The full text of the proposal that was voted on:
The ban does include exceptions for top-tier regional and national championship meets, including Junior Nationals, US Open, National Championships, and Olympic Trials. At those events, athletes are likely to be racing against older swimmers, for event titles, who would not be subjected to the ban – which would put younger swimmers at a disadvantage. However, from the original proposal, Sectionals, Futures, the Pro Swim Series, and YMCA Nationals were dropped as excepted meets, and the ban will be in effect for 12 & unders there.
Among the rationale for the change is that sectionals aren’t uniform across the US, which could lead to some 12 & unders having an advantage over others; and that Y-Nats qualifying times were too slow to be included on the list in comparison with the other remaining meets.

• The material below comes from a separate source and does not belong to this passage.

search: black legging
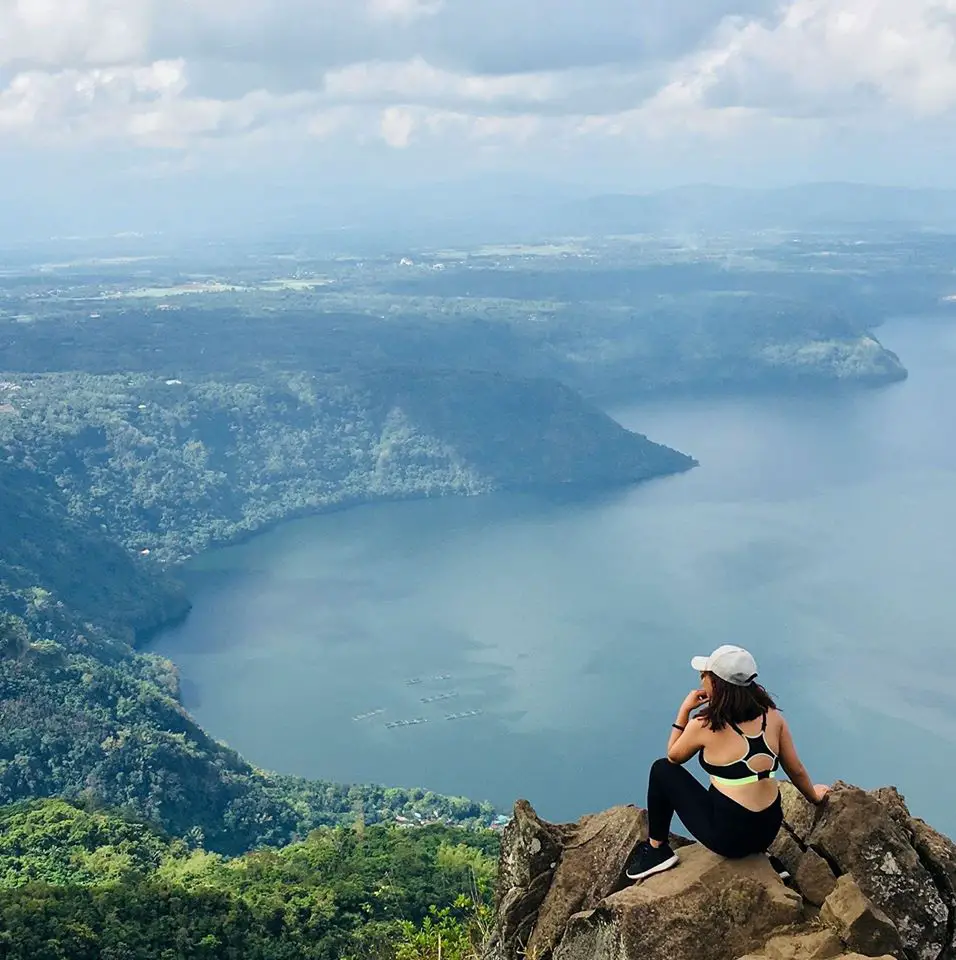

Update: a plethora of specifics regarding the new ban is expected to be released by USA Swimming in the coming weeks, well ahead of the ban taking effect in 2020. Among the key details is that, for the most part, suits that are “woven,” and therefore not allowed, are the suits with FINA approved tags on them. This means that most of the suits sold by the suit companies in the $75-and-down range (all cuts) will still be allowed. There are a few suits that have FINA tags that are knit and have allowable seems – in these cases, there will be a 2nd tag next to the FINA tag verifying that they are allowed for 12 & unders.
We have reached out to each of the major American suit brands to gather more specific information about their lines and how they’ll be impacted by the ban. We will provide more information as wew hear back from those brands.